Another root of Suboxone’s abuse problems appear to involve some of the prescribing physicians. The NYT piece found that, across the nation, 1,350 buprenorphine-prescribing doctors, out of 12,780, have been sanctioned for offenses due to their past opioid-prescribing practices, especially for running “pill mills”. In another investigative piece, reported by the Courier-Journal of Louisville, KY, officials from the Kentucky Board of Medical Licensure stated that, as the state saw a reduction in pill mills that overprescribed painkillers, many of those doctors turned to opening buprenorphine- and Suboxone-prescribing clinics. The Courier-Journal’s analysis found that 14 percent of the overseeing physicians at these clinics had a history of disciplinary actions from the medical board. The Kentucky Board of Medical Licensure says that these new clinics are cash-only, with no required therapy or checkups after the Suboxone prescription is administered, which makes them very lucrative for prescribing doctors. In yet another recent journalism piece, WKYT reported that law enforcement officers were trying to stop physicians who could legally prescribe Suboxone from traveling around the state, doling out prescriptions in counties outside of their home clinic.
Although doctors who can prescribe Suboxone do not have to follow up very closely with their patients compared to methadone prescribing physicians, Suboxone’s success as part of MAT requires physician oversight. In unfortunate instances in which a doctor or therapist does not monitor a Suboxone patient, the person could relapse back into taking heroin or a prescription painkiller, or the person could find ways to abuse Suboxone. Some patients even sell Suboxone on the black market, which increases the problem of diversion leading to abuse.

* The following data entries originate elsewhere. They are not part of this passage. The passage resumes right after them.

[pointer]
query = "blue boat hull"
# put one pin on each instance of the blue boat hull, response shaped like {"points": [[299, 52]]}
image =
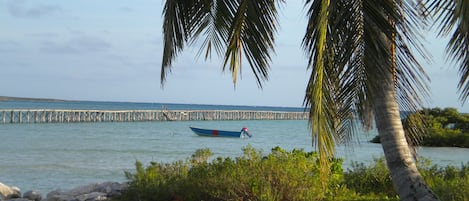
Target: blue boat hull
{"points": [[216, 133]]}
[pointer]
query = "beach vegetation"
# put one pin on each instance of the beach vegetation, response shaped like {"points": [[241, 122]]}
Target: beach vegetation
{"points": [[363, 60], [442, 127], [280, 175]]}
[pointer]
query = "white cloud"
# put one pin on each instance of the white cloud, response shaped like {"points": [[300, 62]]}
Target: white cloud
{"points": [[23, 9], [82, 44]]}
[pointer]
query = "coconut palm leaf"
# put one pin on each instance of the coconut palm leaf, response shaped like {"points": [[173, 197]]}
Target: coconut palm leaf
{"points": [[453, 18], [237, 28], [349, 58]]}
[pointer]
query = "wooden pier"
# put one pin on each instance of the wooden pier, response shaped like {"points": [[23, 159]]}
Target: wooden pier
{"points": [[72, 116]]}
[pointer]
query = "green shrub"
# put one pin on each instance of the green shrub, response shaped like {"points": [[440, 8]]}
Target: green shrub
{"points": [[449, 183], [280, 175], [372, 179]]}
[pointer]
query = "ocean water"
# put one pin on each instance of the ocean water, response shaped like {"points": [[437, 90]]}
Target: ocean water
{"points": [[46, 157]]}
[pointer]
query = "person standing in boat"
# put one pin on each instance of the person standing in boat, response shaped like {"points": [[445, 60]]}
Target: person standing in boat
{"points": [[245, 132]]}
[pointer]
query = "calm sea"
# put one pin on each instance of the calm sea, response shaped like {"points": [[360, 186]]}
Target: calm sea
{"points": [[62, 156]]}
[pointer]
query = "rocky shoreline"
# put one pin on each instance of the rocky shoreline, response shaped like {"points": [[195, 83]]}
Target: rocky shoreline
{"points": [[90, 192]]}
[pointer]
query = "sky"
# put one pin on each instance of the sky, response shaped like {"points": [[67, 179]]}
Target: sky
{"points": [[110, 50]]}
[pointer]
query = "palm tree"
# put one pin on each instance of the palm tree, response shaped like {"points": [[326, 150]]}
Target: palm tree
{"points": [[361, 57]]}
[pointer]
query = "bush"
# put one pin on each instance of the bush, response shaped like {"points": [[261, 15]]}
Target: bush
{"points": [[280, 175]]}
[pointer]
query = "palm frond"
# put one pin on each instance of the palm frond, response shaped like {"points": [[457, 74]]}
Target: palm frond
{"points": [[180, 19], [252, 32], [453, 18]]}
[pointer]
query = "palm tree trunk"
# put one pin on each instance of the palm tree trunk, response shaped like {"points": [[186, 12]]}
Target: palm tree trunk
{"points": [[406, 178]]}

Suboxone is designed to be a treatment to help people overcome opioid addictions. Abuse of and addiction to Suboxone is treated much like substance abuse issues related to other opiates. The best treatment involves consistent medical oversight. Whether this means intensive outpatient treatment or inpatient treatment, it is important for a person’s Suboxone dose to be monitored and then tapered down at an appropriate pace. Therapy must also be part of the overall recovery program, ensuring the issues that led to Suboxone abuse are adequately addressed.